第191話 スキルに頼りすぎると痛い目をみる

 こ、これはどうすればいいんだ。


 とにかく美少女三人にすり寄られている状態だから、良からぬことをことを妄想してしまいそうだ。

 だがここで手を出したら、三人の信頼を失ってしまう。

 俺はすぐ様冷静沈着のスキルを使い、賢者タイムに入ろうとするが⋯⋯


 あれ? スキルを使っても邪な感情が収まらない⋯⋯だと⋯⋯

 まさかとは思うが三人の魅力が強すぎて、冷静沈着のスキル能力を上回っているのか!


 どどど、どうしよう!

 まさかスキルが効かないなんて考えもしなかったぞ!

 スキルがあるから大丈夫と高を括っていたから、今の俺はものすごく動揺してしまっている。

 まず気になるのが俺の両腕だ。

 エミリアとサーシャが俺の両腕に抱きついているため、どうしても胸の感触に集中してしまう。

 だが俺はこの時悲しい事実に気づいてしまった。

 左腕は、大きく柔らかいマシュマロに包まれているが、右腕は柔らかいものに包まれていないことを。


 あれ? おかしいな。何だか涙が出てきたぞ。


 だが例え大きさはなくとも、エミリアという美少女に抱きしめられているだけで、俺の脳は正常な判断が出来なくなっている。


 それにノノちゃん⋯⋯君は何故そんな場所にいるんだ。

 頼むから動いて刺激しないでくれよ。


 とにかくスキルも無効化されるし、ここから脱出することが先決だな。

 もし三人が目を覚ましてしまったら【夜這い】とか【性欲の塊】とか【エロ子爵】など不名誉な称号が増えてしまいそうだ。

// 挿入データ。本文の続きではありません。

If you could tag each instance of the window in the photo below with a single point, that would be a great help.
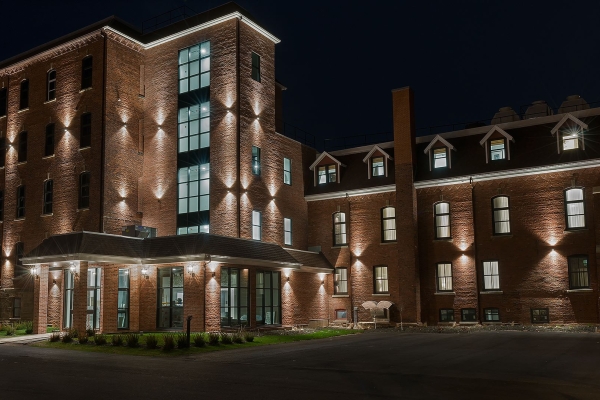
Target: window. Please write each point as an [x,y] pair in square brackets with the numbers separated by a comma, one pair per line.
[388,224]
[339,229]
[491,314]
[380,279]
[446,315]
[194,127]
[48,191]
[440,158]
[287,231]
[255,67]
[575,208]
[444,275]
[123,300]
[377,166]
[579,274]
[540,316]
[194,189]
[21,202]
[22,152]
[49,145]
[256,160]
[442,220]
[501,215]
[468,315]
[84,190]
[85,131]
[86,72]
[24,95]
[491,278]
[194,67]
[287,171]
[51,85]
[256,225]
[341,281]
[497,150]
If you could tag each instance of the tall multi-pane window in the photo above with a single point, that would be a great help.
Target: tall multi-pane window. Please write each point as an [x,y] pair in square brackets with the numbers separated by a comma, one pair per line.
[123,300]
[49,142]
[287,231]
[491,277]
[444,277]
[86,72]
[194,189]
[21,202]
[194,67]
[255,67]
[380,279]
[442,220]
[388,224]
[84,190]
[287,171]
[501,215]
[339,229]
[341,280]
[575,208]
[24,95]
[256,160]
[48,194]
[51,85]
[85,131]
[256,225]
[579,274]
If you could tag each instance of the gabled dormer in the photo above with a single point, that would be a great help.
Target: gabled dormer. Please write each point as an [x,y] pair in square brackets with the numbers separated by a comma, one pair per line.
[326,169]
[497,144]
[569,133]
[439,153]
[377,162]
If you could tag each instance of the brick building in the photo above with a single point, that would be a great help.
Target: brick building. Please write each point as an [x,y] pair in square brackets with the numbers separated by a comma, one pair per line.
[110,130]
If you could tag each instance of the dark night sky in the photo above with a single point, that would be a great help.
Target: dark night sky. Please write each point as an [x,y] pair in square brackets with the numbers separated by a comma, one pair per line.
[340,59]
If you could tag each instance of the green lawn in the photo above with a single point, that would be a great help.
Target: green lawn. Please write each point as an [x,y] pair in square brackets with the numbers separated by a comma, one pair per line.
[141,350]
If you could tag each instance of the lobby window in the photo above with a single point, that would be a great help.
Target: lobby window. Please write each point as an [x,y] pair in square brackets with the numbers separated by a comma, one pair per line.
[444,277]
[51,85]
[84,190]
[194,127]
[446,314]
[256,225]
[287,171]
[256,160]
[341,281]
[491,277]
[380,279]
[24,95]
[86,72]
[575,208]
[339,229]
[194,67]
[579,274]
[123,300]
[501,215]
[49,143]
[442,220]
[21,202]
[388,224]
[85,131]
[255,67]
[287,231]
[194,189]
[48,193]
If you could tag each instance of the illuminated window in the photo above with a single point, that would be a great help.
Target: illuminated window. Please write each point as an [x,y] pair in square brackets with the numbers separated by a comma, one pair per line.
[575,208]
[194,67]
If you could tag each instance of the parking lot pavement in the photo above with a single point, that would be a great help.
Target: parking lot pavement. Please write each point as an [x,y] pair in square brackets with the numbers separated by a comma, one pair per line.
[490,365]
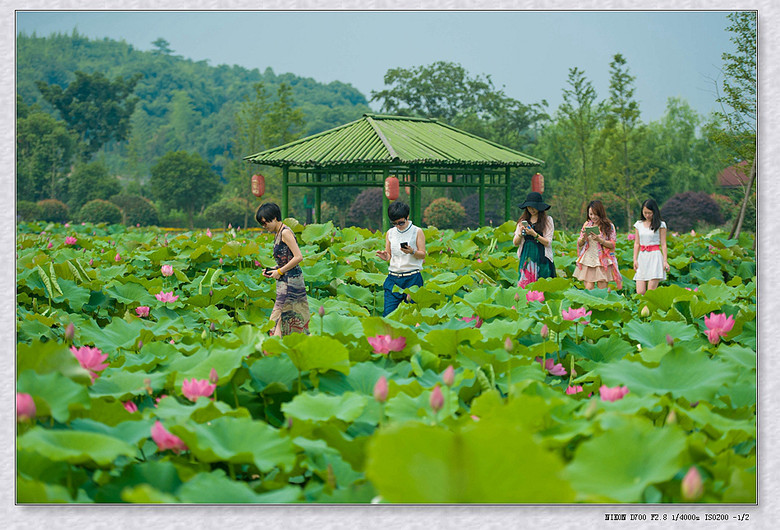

 俺は名残惜しいが、まずはサーシャに抱きしめられている左腕から抜く。

 そして今度は右腕の脱出を試みるが、強い力で抱きしめられており、抜くことが出来ない。


 おいおい、何て力だ。

 押しても引いても動かすことが出来ないぞ。

 これはエミリアが抱き枕に飽きるのを待つしかないのか。

 いや、その前に起きる可能性もあるため、ここは多少強引でも腕を引き抜いた方がいいな。


 でもどうする?

 かなり強く引っ張っても抜け出すことが出来なかったんだぞ。


 そうだ! 確かエミリアはくすぐられることに弱かったはず。

 ここは横腹をくすぐって、力が緩んだ時に腕を引き抜こう。

 しかし女性経験が少ない俺に取っては、寝てるエミリアの横腹に触るのはハードルが高い。だけどやるしかない。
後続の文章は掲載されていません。